Five hundred people were trailed by 25 soldiers and 35 oxen marching as much as 28 miles in one day. When one woman stopped to grieve for her daughter who had died that day, the soldiers whipped her and forced her to continue marching. Her five-year-old grandson remembered the incident and shared it with his son years later who, in turn, shared the story with author Joe Starita.

The families had left behind not just their homes, built in the style the white man demanded, but also much of their livestock and farming equipment, their church, saw mill and flour mill and nearly all their household goods and tools. When they arrived in the “warm country,” they were promised all new property and a sunny, paradise-like existence, here in the south. It is certainly warmer here, but the Ponca were left without food, equipment or seed and livestock.

They moved twice more that year, after Standing Bear visited DC and exacted a presidential promise of better land and more government assistance in trade for the land they’d ceded in northeast Nebraska. At the same time, the Sioux, promised the Ponca land in northeast Nebraska in another failed U.S.-Indian treaty, decided they weren’t interested. The Ponca homeland was abandoned.

In the south, many Ponca continued to die that fall and winter and all of the next year, including Standing Bear’s only son. Bear Shield would’ve been the next chief of the Bear Clan, one of nine clans among the Ponca. When he died in December 1878, just a few days after Christmas, Standing Bear decided to go home, back to Nebraska.
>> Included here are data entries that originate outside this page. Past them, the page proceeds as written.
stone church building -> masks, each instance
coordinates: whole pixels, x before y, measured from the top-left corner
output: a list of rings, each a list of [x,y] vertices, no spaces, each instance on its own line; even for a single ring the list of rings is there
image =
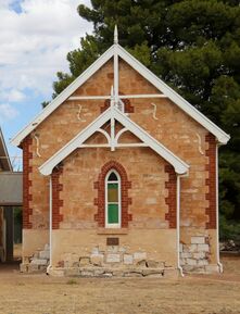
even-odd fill
[[[114,45],[12,139],[23,149],[22,269],[220,272],[218,147],[228,140],[115,30]]]

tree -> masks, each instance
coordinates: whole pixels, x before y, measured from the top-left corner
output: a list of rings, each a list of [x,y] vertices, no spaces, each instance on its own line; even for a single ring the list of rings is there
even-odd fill
[[[240,7],[237,0],[91,0],[78,7],[93,34],[67,54],[60,93],[113,42],[119,43],[231,135],[220,149],[220,212],[240,221]]]

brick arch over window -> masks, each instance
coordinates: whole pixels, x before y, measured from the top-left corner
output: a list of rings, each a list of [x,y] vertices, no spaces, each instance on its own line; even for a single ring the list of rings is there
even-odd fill
[[[104,164],[99,174],[98,181],[94,183],[94,189],[98,190],[98,198],[94,199],[94,205],[98,206],[98,213],[94,215],[94,221],[98,222],[99,227],[105,226],[105,176],[111,169],[115,169],[121,176],[121,227],[127,228],[128,222],[132,219],[131,214],[128,214],[128,206],[131,204],[131,198],[128,198],[128,189],[131,188],[131,183],[128,181],[124,166],[116,161],[110,161]]]
[[[119,91],[119,95],[124,95],[124,93]],[[134,113],[135,112],[135,108],[134,108],[134,105],[131,105],[129,99],[122,99],[122,101],[124,103],[124,111],[126,113]],[[101,113],[103,113],[108,108],[110,108],[110,99],[106,99],[104,101],[104,104],[100,108]]]

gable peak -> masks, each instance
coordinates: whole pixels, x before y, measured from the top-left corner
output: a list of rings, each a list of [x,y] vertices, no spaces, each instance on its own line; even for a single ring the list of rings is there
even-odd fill
[[[118,32],[117,32],[117,25],[114,27],[114,40],[113,43],[117,45],[118,43]]]

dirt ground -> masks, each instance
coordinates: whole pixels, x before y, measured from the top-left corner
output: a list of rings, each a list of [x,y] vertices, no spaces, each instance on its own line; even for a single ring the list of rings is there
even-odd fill
[[[53,278],[0,265],[0,314],[240,314],[240,258],[223,275]]]

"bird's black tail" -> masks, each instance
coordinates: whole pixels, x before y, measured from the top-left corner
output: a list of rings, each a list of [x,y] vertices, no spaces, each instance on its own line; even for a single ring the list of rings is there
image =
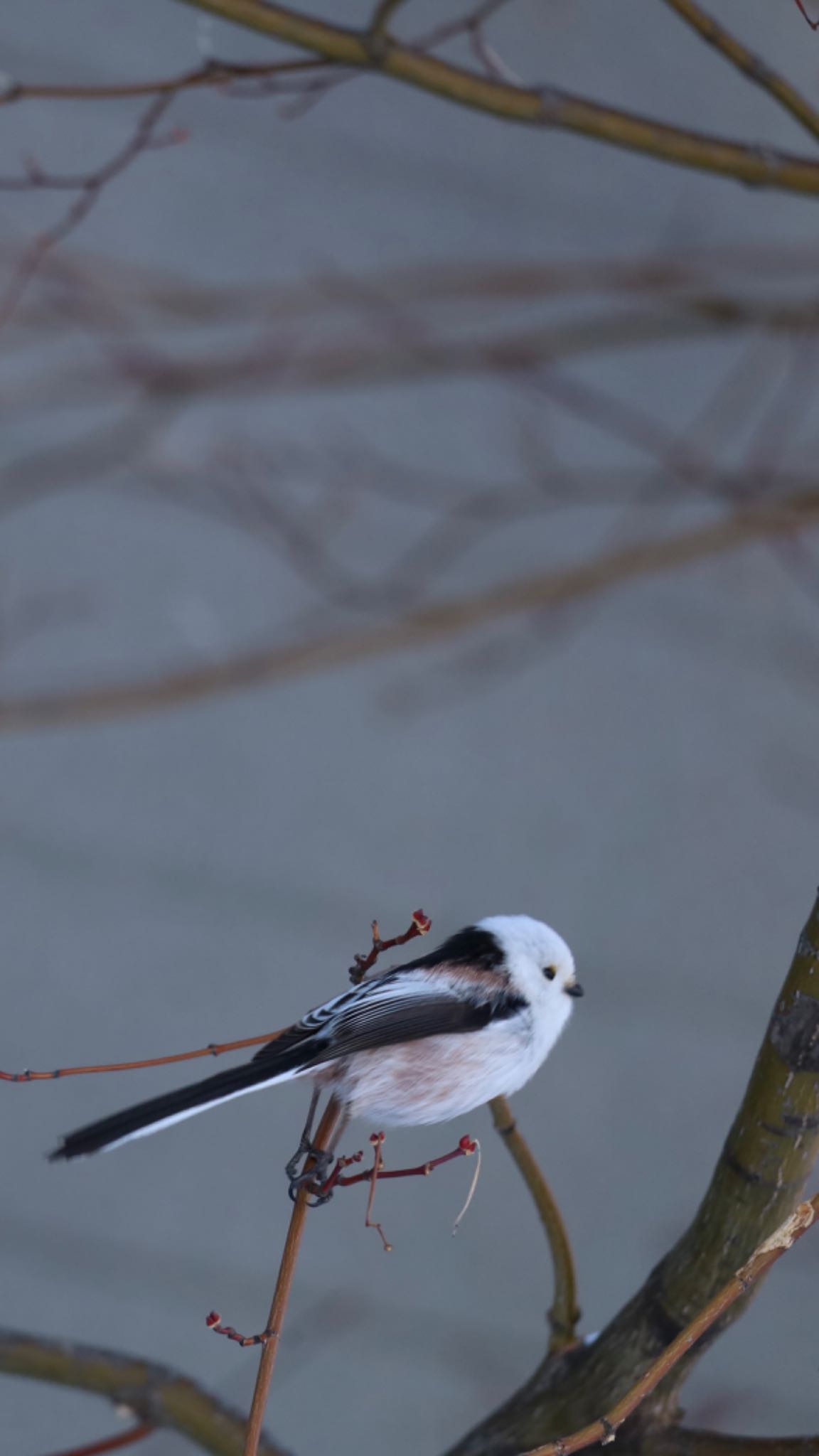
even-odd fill
[[[305,1044],[309,1041],[309,1047]],[[150,1098],[147,1102],[137,1102],[122,1112],[103,1117],[99,1123],[89,1123],[76,1133],[68,1133],[60,1147],[51,1155],[51,1162],[60,1158],[85,1158],[87,1153],[98,1153],[105,1147],[115,1147],[127,1143],[131,1137],[144,1137],[157,1133],[162,1127],[181,1123],[182,1118],[194,1117],[207,1107],[219,1102],[229,1102],[230,1098],[242,1096],[243,1092],[255,1092],[256,1088],[283,1082],[306,1070],[321,1053],[318,1038],[286,1037],[280,1042],[264,1047],[262,1056],[239,1067],[229,1067],[204,1082],[194,1082],[191,1086],[178,1088],[175,1092],[165,1092],[162,1096]]]

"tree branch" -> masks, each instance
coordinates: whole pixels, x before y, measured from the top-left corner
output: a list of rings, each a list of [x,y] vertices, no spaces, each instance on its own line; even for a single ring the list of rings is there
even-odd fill
[[[281,4],[261,0],[184,3],[341,66],[377,70],[393,80],[504,121],[577,132],[662,162],[732,176],[749,186],[769,186],[813,197],[819,194],[819,163],[809,157],[669,127],[650,116],[602,106],[549,86],[512,86],[392,38],[382,38],[383,45],[373,48],[366,31],[329,25]]]
[[[726,1436],[672,1425],[646,1437],[643,1456],[819,1456],[819,1436]]]
[[[768,96],[772,96],[780,106],[784,106],[784,109],[790,112],[796,121],[799,121],[800,127],[804,127],[812,137],[819,140],[819,112],[813,109],[800,92],[797,92],[796,86],[791,86],[783,76],[778,76],[777,71],[771,70],[768,63],[764,61],[761,55],[755,55],[753,51],[749,51],[742,41],[737,41],[737,38],[714,20],[707,10],[702,10],[702,7],[697,4],[697,0],[666,0],[666,4],[670,6],[672,10],[676,10],[681,20],[685,20],[692,31],[697,31],[697,33],[702,36],[708,45],[713,45],[714,50],[726,58],[726,61],[736,66],[737,71],[742,71],[742,74],[746,76],[749,82],[753,82],[755,86],[761,86],[762,90],[768,92]]]
[[[577,1307],[574,1259],[565,1224],[532,1149],[517,1128],[507,1099],[504,1096],[493,1098],[490,1112],[493,1114],[495,1130],[509,1147],[523,1182],[532,1194],[541,1223],[546,1232],[555,1281],[552,1307],[548,1310],[548,1321],[552,1331],[549,1351],[567,1350],[576,1344],[576,1326],[580,1319],[580,1310]]]
[[[458,1456],[512,1456],[576,1431],[622,1401],[761,1239],[787,1217],[819,1153],[819,898],[799,939],[748,1091],[688,1230],[592,1345],[542,1361],[532,1379],[465,1437]],[[714,1338],[746,1307],[737,1299]],[[700,1345],[700,1351],[702,1344]],[[675,1423],[691,1369],[681,1360],[631,1430]]]
[[[654,1363],[644,1372],[640,1380],[628,1390],[616,1405],[605,1414],[599,1415],[596,1421],[584,1425],[583,1430],[574,1431],[571,1436],[563,1436],[555,1441],[546,1441],[545,1446],[538,1446],[526,1456],[573,1456],[574,1452],[581,1452],[587,1446],[609,1444],[615,1439],[615,1433],[628,1420],[630,1415],[643,1404],[643,1401],[659,1386],[667,1373],[679,1364],[679,1361],[688,1356],[698,1341],[702,1340],[716,1322],[742,1299],[749,1290],[762,1278],[764,1274],[787,1252],[793,1248],[797,1239],[807,1229],[813,1227],[816,1217],[819,1216],[819,1194],[809,1203],[800,1203],[797,1208],[790,1214],[784,1223],[765,1239],[764,1243],[751,1255],[751,1258],[732,1274],[730,1280],[724,1289],[718,1290],[717,1294],[705,1305],[685,1329],[681,1329],[676,1340],[672,1340],[667,1350],[663,1350],[662,1356],[654,1360]]]
[[[90,1441],[85,1446],[71,1446],[70,1452],[55,1452],[54,1456],[108,1456],[108,1452],[121,1452],[127,1446],[136,1446],[153,1436],[156,1425],[140,1421],[130,1431],[118,1431],[117,1436],[105,1436],[101,1441]]]
[[[625,582],[723,556],[753,542],[787,539],[818,521],[819,492],[804,491],[771,504],[752,502],[724,520],[675,536],[602,552],[577,566],[520,577],[455,601],[430,603],[398,622],[386,622],[364,632],[274,644],[236,654],[222,662],[172,668],[136,681],[0,697],[0,734],[63,724],[106,722],[157,709],[176,709],[238,689],[367,662],[388,654],[444,642],[504,617],[595,597]]]
[[[187,1436],[211,1456],[242,1456],[242,1415],[187,1376],[136,1356],[0,1329],[0,1373],[103,1395],[143,1423]],[[284,1453],[267,1439],[259,1456]]]

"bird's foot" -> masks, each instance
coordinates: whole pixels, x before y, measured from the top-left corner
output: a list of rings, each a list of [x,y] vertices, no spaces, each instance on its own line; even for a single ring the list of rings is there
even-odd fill
[[[303,1160],[309,1162],[310,1166],[306,1168]],[[322,1194],[321,1190],[329,1178],[332,1162],[332,1153],[329,1153],[326,1147],[313,1147],[313,1144],[306,1139],[302,1140],[297,1152],[293,1153],[293,1158],[284,1169],[290,1184],[287,1191],[293,1203],[296,1203],[302,1188],[306,1188],[310,1194],[310,1208],[321,1208],[324,1203],[329,1203],[332,1198],[332,1190],[326,1194]]]

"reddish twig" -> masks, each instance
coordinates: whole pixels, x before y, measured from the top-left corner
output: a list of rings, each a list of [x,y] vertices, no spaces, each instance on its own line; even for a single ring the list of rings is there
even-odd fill
[[[173,92],[168,95],[154,96],[150,106],[146,108],[140,116],[133,135],[128,138],[124,147],[109,157],[103,166],[98,167],[96,172],[89,172],[86,176],[52,176],[51,173],[41,172],[36,165],[29,163],[28,176],[23,179],[4,179],[0,182],[3,189],[64,189],[70,188],[77,192],[77,197],[64,213],[64,215],[54,223],[52,227],[39,233],[38,237],[31,243],[23,252],[12,281],[6,288],[4,296],[0,298],[0,329],[9,322],[15,309],[17,307],[20,298],[23,297],[26,288],[29,287],[32,278],[39,271],[47,255],[57,248],[70,233],[73,233],[80,223],[85,221],[87,214],[99,201],[103,188],[108,186],[115,178],[118,178],[125,169],[134,162],[140,153],[147,151],[150,147],[157,146],[156,128],[159,122],[168,112],[168,108],[173,102]],[[179,132],[165,141],[182,140],[184,134]]]
[[[382,951],[392,951],[396,945],[407,945],[407,941],[414,941],[418,935],[427,935],[431,926],[431,920],[423,910],[412,911],[412,925],[404,935],[396,935],[392,941],[382,941],[379,932],[377,920],[373,920],[373,946],[367,955],[356,955],[354,965],[350,967],[350,980],[354,986],[358,986],[364,980],[369,970],[373,968]]]
[[[373,1133],[373,1137],[380,1137],[383,1142],[383,1133]],[[430,1158],[427,1163],[417,1163],[415,1168],[382,1166],[379,1168],[377,1176],[379,1181],[385,1178],[427,1178],[428,1174],[431,1174],[436,1168],[442,1168],[443,1163],[450,1163],[455,1158],[468,1158],[471,1153],[477,1152],[477,1140],[465,1134],[458,1143],[458,1147],[453,1147],[450,1153],[442,1153],[440,1158]],[[322,1184],[319,1192],[324,1195],[332,1192],[334,1188],[353,1188],[354,1184],[367,1182],[373,1176],[372,1169],[367,1169],[363,1174],[350,1174],[350,1176],[344,1174],[344,1169],[350,1168],[351,1163],[360,1163],[363,1156],[363,1153],[353,1153],[348,1158],[340,1158],[329,1178],[325,1184]]]
[[[622,1399],[612,1405],[605,1415],[597,1417],[589,1425],[583,1425],[581,1430],[573,1431],[571,1436],[564,1436],[557,1441],[546,1441],[544,1446],[536,1446],[526,1452],[525,1456],[573,1456],[574,1452],[581,1452],[587,1446],[606,1446],[614,1441],[618,1427],[634,1414],[637,1406],[651,1393],[660,1383],[660,1380],[673,1370],[673,1367],[682,1360],[683,1356],[689,1353],[692,1345],[702,1338],[704,1334],[716,1325],[717,1319],[736,1305],[737,1299],[753,1287],[753,1284],[768,1273],[772,1264],[777,1262],[781,1255],[790,1249],[797,1239],[802,1238],[807,1229],[816,1222],[819,1216],[819,1194],[810,1200],[810,1203],[800,1203],[784,1223],[765,1239],[758,1249],[751,1255],[746,1264],[742,1265],[736,1274],[727,1281],[727,1284],[714,1294],[714,1299],[708,1300],[705,1309],[702,1309],[692,1321],[685,1326],[685,1329],[672,1340],[670,1345],[663,1350],[662,1356],[648,1366],[646,1373],[632,1385]]]
[[[520,1176],[532,1194],[549,1245],[554,1270],[554,1299],[551,1309],[546,1312],[551,1328],[549,1351],[568,1350],[577,1344],[576,1329],[580,1319],[580,1309],[577,1306],[574,1258],[563,1214],[532,1149],[517,1128],[507,1099],[504,1096],[493,1098],[490,1112],[493,1114],[495,1130],[509,1147],[512,1158],[517,1163]]]
[[[335,1101],[334,1096],[331,1096],[329,1102],[324,1109],[324,1117],[319,1123],[316,1136],[313,1139],[313,1147],[316,1149],[316,1152],[321,1152],[324,1147],[328,1146],[338,1125],[340,1117],[341,1117],[341,1105]],[[309,1166],[310,1160],[307,1159],[307,1169]],[[254,1389],[254,1399],[251,1404],[251,1414],[248,1417],[248,1430],[245,1436],[245,1456],[256,1456],[259,1449],[259,1439],[262,1434],[262,1421],[270,1392],[270,1382],[273,1379],[275,1357],[278,1354],[278,1341],[281,1338],[281,1325],[284,1322],[284,1315],[290,1300],[293,1275],[296,1273],[296,1261],[299,1258],[299,1249],[305,1233],[307,1201],[309,1201],[309,1188],[302,1185],[299,1188],[299,1192],[296,1194],[296,1204],[290,1216],[290,1226],[287,1229],[287,1238],[284,1241],[284,1252],[281,1255],[281,1264],[278,1265],[278,1278],[275,1281],[275,1291],[273,1296],[273,1303],[270,1306],[270,1315],[265,1325],[264,1348],[259,1360],[256,1385]],[[208,1324],[210,1324],[210,1316],[208,1316]],[[217,1329],[217,1325],[211,1325],[211,1328]]]
[[[141,1421],[138,1425],[133,1425],[130,1431],[121,1431],[118,1436],[105,1436],[101,1441],[92,1441],[90,1446],[71,1446],[71,1450],[54,1452],[54,1456],[103,1456],[103,1452],[119,1452],[124,1446],[136,1446],[137,1441],[144,1441],[146,1436],[153,1436],[154,1430],[156,1425]]]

Tomorrow, I will explore more of the Bear Clan’s time in Oklahoma. A quick exploration of the Standing Bear Park and Museum was cut short by a long search for a campground near Kaw Lake.

The Kaw Indian tribe was the group most helpful to White Eagle, Standing Bear and eight other chiefs when they visited Indian Territory in February before the forced removal in May, 1877. Looking for a place to stay, the Kaw reservation might have served as a temporary reprieve, but the land was rocky and the rivers were sticky with sickness (malaria).

I didn’t get quite the friendly reception in the Kaw locale as Standing Bear. Since Kaw Lake’s online reservation system and call center were both out of service October 1-4, I was directed to the campground’s office and visitor’s center.

Arriving 15 minutes before 4 p.m., the office was locked and closed. When two park rangers left the center by the same door minutes later, they were more interested in their Smokey Bear outfits than my lodging predicament. I got a motel and a cheeseburger and called it good.